Des statistiques publiées par Eurostat révèlent que la zone euro est tombée dans la déflation pour la première fois depuis 2009. Les prix à la consommation de la zone euro sont descendus de 0,2 pourcent en décembre 2014, comparé à une hausse des prix de 0,3 pour cent en novembre.
« Tous les membres du Conseil des gouverneurs de la BCE sommes décidés à nous acquitter de notre mandat », a dit Draghi à Die Zeit.
Cette manifestation d'unité est factice. En fait, le conseil de gouverneurs de la BCE est profondément divisé : les représentants allemands s'opposent aux mesures de QE, craignant qu'elles rendront les banques allemandes responsables des dettes d'autres pays. Les banques allemandes sont déjà sous-capitalisées par rapport à leurs rivales américaines. Suite aux grands coups portés par la débâcle des subprimes en 2007-2008, elles craignent que leur situation ne soit encore affaiblie par un programme QE en Europe.
Malgré la menace croissante de déflation, les divisions à la BCE s'intensifient. Dans un entretien avec le magazine Der Speigel le 10 janvier, Sabine Lautenschläger, membre allemand du Conseil des gouverneurs de la BCE, a dit qu'elle n'était pas convaincue de la nécessité du rachat à grande échelle d'obligations gouvernementales.
Elle a dit que le problème n'était pas que les institutions financières du Sud de l'Europe manquaient de liquidités, car la BCE avait pris des mesures pour assurer qu'il y aurait des liquidités adéquates pendant les prochains mois. « Beaucoup de banques hésitent à fournir des prêts, car elles croient que le risque est trop grand que les débiteurs soient incapables de les rembourser », dit-elle.
Interrogée sur la possibilité que le « succès » da la politique de la US Federal Reserve, qui a injecté $4 mille milliards dans les banques, pourrait provoquert un « changement d'idées » en Europe, elle a répondu que la comparaison était trompeuse. Elle a insisté que les « particularités » de la zone euro, en tant que « zone monétaire comprenant 19 Etats souverains », devaient être prises en compte.
En d'autre termes, l'effort pour développer une politique unie échoue face à la division de la zone entre des états-nation rivaux en conflit.
Ces divisions se creusent suite à la décision de la BCE le 22 janvier d'injecter 1.100 milliards d'euros dans les marchés financiers. Une des propositions qui est considérée est que les rachats d'obligations souveraines soient effectués à la condition que la banque centrale du pays dont les obligations sont rachetées en soit le garant financier.
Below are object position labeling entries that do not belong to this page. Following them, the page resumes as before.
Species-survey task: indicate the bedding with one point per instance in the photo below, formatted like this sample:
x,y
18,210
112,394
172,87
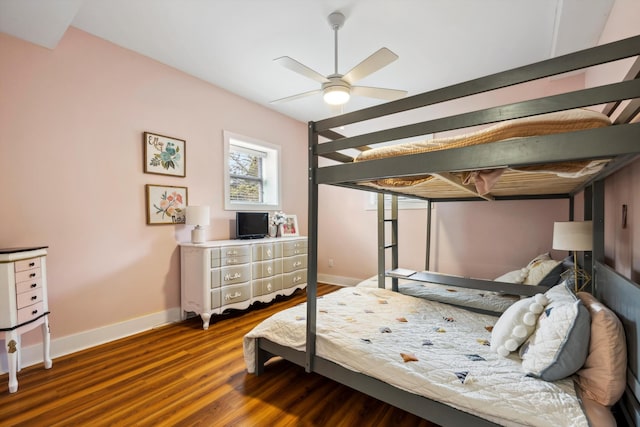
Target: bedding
x,y
471,298
544,124
425,347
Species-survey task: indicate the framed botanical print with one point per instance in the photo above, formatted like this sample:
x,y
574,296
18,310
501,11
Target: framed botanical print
x,y
166,204
164,155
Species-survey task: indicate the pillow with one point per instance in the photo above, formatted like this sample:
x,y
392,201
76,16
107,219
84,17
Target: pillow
x,y
516,276
542,257
544,273
516,324
604,374
559,345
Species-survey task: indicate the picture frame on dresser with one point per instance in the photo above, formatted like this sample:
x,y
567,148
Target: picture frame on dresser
x,y
164,155
290,226
166,204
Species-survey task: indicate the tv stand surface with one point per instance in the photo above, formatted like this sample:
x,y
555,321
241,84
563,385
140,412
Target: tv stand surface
x,y
221,275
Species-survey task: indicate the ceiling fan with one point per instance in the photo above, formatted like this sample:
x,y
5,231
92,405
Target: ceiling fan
x,y
337,88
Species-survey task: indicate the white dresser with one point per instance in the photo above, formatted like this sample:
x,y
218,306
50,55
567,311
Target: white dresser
x,y
23,303
232,274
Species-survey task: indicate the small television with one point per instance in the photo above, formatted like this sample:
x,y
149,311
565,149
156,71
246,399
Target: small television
x,y
252,225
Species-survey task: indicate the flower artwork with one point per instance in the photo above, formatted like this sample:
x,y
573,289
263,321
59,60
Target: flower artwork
x,y
166,204
164,155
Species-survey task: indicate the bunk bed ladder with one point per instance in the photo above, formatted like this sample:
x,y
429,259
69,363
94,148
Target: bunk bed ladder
x,y
383,246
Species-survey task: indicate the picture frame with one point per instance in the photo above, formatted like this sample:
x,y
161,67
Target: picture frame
x,y
166,204
164,155
290,226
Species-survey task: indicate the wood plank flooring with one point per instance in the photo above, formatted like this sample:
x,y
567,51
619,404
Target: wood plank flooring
x,y
182,375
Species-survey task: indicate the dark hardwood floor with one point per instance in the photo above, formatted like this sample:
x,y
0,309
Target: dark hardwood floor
x,y
182,375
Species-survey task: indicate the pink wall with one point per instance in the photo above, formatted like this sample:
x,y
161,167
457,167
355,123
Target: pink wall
x,y
71,124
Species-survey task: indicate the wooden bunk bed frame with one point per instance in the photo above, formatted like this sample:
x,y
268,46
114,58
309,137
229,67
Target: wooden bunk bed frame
x,y
622,147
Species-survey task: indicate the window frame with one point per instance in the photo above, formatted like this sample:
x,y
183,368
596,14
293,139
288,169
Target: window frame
x,y
272,171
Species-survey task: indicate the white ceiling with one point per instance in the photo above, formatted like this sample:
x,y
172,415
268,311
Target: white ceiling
x,y
232,43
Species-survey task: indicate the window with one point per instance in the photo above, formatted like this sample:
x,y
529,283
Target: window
x,y
252,174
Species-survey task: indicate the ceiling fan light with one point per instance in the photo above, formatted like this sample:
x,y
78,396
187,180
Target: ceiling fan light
x,y
336,95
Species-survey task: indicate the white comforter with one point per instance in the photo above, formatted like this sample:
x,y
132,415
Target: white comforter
x,y
432,349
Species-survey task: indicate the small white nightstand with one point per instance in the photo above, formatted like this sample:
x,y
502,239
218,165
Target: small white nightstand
x,y
23,303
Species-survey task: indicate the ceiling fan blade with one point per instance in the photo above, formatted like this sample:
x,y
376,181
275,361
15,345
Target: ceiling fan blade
x,y
298,96
378,92
299,68
373,63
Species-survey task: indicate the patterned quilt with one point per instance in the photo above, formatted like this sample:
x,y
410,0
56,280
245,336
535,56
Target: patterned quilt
x,y
431,349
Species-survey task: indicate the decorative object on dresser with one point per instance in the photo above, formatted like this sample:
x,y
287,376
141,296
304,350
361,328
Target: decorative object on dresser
x,y
290,226
574,236
165,204
198,216
232,274
23,303
164,155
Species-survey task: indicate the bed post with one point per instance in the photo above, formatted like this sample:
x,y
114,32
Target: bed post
x,y
312,263
597,215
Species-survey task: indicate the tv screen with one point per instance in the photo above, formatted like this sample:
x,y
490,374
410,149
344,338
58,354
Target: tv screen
x,y
252,225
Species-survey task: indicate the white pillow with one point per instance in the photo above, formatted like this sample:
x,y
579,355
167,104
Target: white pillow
x,y
539,271
515,276
516,324
560,343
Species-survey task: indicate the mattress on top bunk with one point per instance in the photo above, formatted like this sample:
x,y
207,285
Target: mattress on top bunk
x,y
435,350
473,298
544,124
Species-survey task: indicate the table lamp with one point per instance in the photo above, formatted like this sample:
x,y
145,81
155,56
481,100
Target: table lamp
x,y
574,236
198,216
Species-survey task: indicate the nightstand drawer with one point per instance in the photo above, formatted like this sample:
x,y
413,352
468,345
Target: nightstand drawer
x,y
235,293
26,264
29,298
294,263
23,276
28,285
29,313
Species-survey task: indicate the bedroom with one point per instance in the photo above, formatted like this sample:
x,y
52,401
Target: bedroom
x,y
116,249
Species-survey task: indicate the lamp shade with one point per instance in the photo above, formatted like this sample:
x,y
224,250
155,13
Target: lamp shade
x,y
573,236
197,215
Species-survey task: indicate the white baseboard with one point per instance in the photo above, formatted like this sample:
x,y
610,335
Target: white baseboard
x,y
338,280
32,355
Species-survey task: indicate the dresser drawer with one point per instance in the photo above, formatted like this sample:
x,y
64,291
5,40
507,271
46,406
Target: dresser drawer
x,y
267,286
215,298
235,251
26,264
29,313
267,251
266,269
29,298
235,274
23,276
293,263
235,293
296,247
29,285
294,279
215,257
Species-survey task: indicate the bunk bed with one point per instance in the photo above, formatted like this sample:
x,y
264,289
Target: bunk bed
x,y
612,147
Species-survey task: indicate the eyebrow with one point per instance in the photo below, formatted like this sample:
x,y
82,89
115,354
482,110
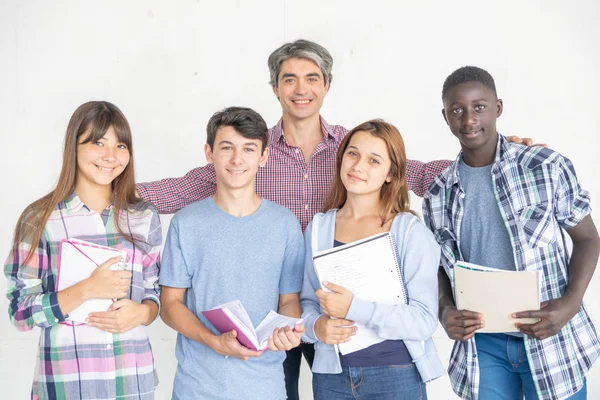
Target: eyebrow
x,y
233,144
374,154
290,75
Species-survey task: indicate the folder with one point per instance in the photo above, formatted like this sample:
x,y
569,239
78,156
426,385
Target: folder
x,y
496,294
77,260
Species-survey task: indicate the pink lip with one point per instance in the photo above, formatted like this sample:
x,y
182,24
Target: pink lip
x,y
355,178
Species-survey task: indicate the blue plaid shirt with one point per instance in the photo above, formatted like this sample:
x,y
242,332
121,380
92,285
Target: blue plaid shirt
x,y
539,196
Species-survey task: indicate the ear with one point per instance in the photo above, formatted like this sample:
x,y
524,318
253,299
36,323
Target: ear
x,y
499,108
208,153
444,115
264,157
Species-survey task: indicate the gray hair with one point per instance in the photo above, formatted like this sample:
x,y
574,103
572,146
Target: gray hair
x,y
301,49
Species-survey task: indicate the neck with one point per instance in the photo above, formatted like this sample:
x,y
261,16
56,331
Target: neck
x,y
361,206
300,132
483,156
237,202
96,197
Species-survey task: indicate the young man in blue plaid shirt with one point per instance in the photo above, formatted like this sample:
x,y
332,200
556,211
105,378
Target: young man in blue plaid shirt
x,y
506,206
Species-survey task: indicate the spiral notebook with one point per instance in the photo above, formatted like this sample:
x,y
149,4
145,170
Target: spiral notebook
x,y
77,260
368,268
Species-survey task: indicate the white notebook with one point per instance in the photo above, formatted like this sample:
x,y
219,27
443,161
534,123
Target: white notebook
x,y
77,260
497,294
368,268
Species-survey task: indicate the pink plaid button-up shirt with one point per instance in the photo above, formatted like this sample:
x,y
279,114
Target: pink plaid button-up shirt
x,y
286,178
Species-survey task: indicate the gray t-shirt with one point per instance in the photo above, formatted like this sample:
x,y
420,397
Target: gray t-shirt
x,y
484,239
221,258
Dans un article du Financial Times, le commentateur Wolfgang Münchau a fait remarquer qu'une telledécision serait « effectivement la fin de la politique de la monnaie unique », ajoutant que ceux qui l'avaient soutenue regretterait qu'« ils aient jamais demandé le QE en premier lieu ».
Toutes les ramifications de la décision suisse ne se sont pas encore fait ressentir. Mais elle a déjà souligné la fragilité croissante des marchés financiers. La manière dont on l'a prise, sans concertation préalable avec d'autres autorités financières, révèle que le conflit d'intérêts nationaux contraires s'intensifie à mesure que la crise économique s'approfondit.